Tubuh Naufal luruh ke lantai, tangisnya tersedu-sedu seperti anak kecil yang kehilangan barang berharganya. Sedangkan di luar, sahabatnya berusaha mendobrak pintu kamar Naufal dan meminta bantuan satpam berharap pintunya berhasil di buka.
Braakkkk...!
Pintu berhasil di dobrak, sahabat Naufal langsung berlari mencari Naufal yang di dapati tengah dalam keadaan yang kacau.
"Astaga, Naufal!" Kagetnya.
Sahabat Naufal langsung berlari memeriksa luka di tangan sahabatnya itu, darah berceceran di lantai dan Naufal pun diam dengan tatapan kosongnya.
"Lu gila ya! Ngapain lu kayak begini? Bagus loe nyakitin diri sendiri, hah!" Bentaknya khawatir sekaligus kesal.
Rama memanggil Dokter untuk datang ke apartemen Naufal, kebetulan ayahnya memiliki teman seorang Dokter. Sambil menunggu Dokter datang, Rama di bantu Satpam untuk membawa Naufal ke kamarnya.
"Makasih ya, Pak. Maaf sudah merepotkan." Ucap Rama.
Kedua satpam pun menganggukkan kepalanya, mereka berdua berpamitan kala Rama mengatakan kalau ia yang akan mengurus sahabatnya itu. Satpam pun keluar dari dalam apartemen.
"Lu kalo ada masalah tuh cerita sama gue, jangan sampai loe gini setan! Jantung gue hampir meledak saking kagetnya." Gerutunya.
"Hidup gue udah hancur, Ram.
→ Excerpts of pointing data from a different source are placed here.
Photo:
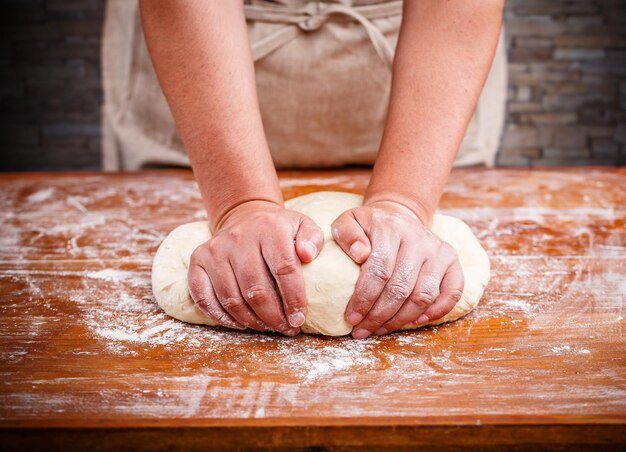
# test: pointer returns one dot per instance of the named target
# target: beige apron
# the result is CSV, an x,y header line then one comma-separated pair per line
x,y
323,77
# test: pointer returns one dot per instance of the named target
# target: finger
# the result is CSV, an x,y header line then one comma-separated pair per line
x,y
202,293
451,291
226,288
351,237
394,295
259,291
309,240
286,269
375,273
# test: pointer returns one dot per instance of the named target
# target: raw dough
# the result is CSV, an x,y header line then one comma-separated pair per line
x,y
329,279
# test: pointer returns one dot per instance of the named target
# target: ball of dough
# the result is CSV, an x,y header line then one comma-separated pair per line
x,y
329,279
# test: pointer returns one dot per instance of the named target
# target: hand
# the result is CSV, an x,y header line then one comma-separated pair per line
x,y
248,275
408,276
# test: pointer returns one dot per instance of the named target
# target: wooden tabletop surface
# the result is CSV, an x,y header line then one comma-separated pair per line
x,y
88,358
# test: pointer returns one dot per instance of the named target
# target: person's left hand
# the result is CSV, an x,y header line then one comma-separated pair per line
x,y
408,275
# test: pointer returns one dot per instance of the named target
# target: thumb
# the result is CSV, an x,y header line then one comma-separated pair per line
x,y
351,237
309,240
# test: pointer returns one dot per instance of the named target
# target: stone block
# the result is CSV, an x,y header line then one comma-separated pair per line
x,y
568,137
566,153
620,133
524,107
512,161
19,134
531,41
68,129
605,147
579,54
584,41
552,118
523,136
524,93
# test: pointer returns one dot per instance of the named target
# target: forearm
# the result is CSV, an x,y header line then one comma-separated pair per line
x,y
443,56
202,58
Apa yang harus gue pertahanin di dunia ini?" Lirih Naufal.
"Soal Naya?" Tebak Rama yang tahu kemana arah pikiran Naufal.
"Mischa mau di jodohin sama gue, nyokap sama bokap maksa gue buat terima perjodohan sialan itu. Gue udah cinta banget sama Naya, ini kesempatan gue buat deket sama dia tanpa gue peduli statusnya kayak gimana. Tapi, Naya minta gue terima Mischa yang gak gue cintai." Jelas Naufal.
"Alasannya?" Tanya Rama penasaran.
"Ibunya Naya nikah sama Papa Mischa. Keluarganya berantakan, pernikahannya hancur dan dia bilang cuma mau hidup berdua sama anaknya. Naya takut terjadi sesuatu kalau gue gak terima Mischa, Hendaru bisa menghalalkan segala cara untuk nurutin anak kesayangannya." Jawab Naufal pelan.
"Gue tau ini berat banget buat loe. Tapi apa yang Naya katakan itu benar dan sangat masuk akal, loe bayangin aja selama ini dia hidup udah sangat amat rumit dengan siksaan batin yang cukup berat. Sekalipun Naya cinta sama loe akhirnya akan tetep pilih buat ikhlasin loe sama yang lain, karena apa? Karena dia berpengalaman dalam berumah tangga, apa tante Shireen bakal terima Naya dan anaknya begitu saja? Gak sama sekali, ego orangtua loe tinggi. Lebih baik loe pelan-pelan Move on dari Naya, Cinta gak harus memiliki. Melepaskan orang yang kita cintai agar ia lebih bahagia itu hal yang paling berharga, daripada bersamanya tapi bukan bahagia yang dia dapat, tapi terus terluka." Tutur Rama bijak.
Naufal termenung dengan ucapan Rama. Dokter datang mengobati luka di tangan Naufal. Tatapan Naufal kosong dan lurus ke depan, ia sibuk dengan pikirannya sendiri.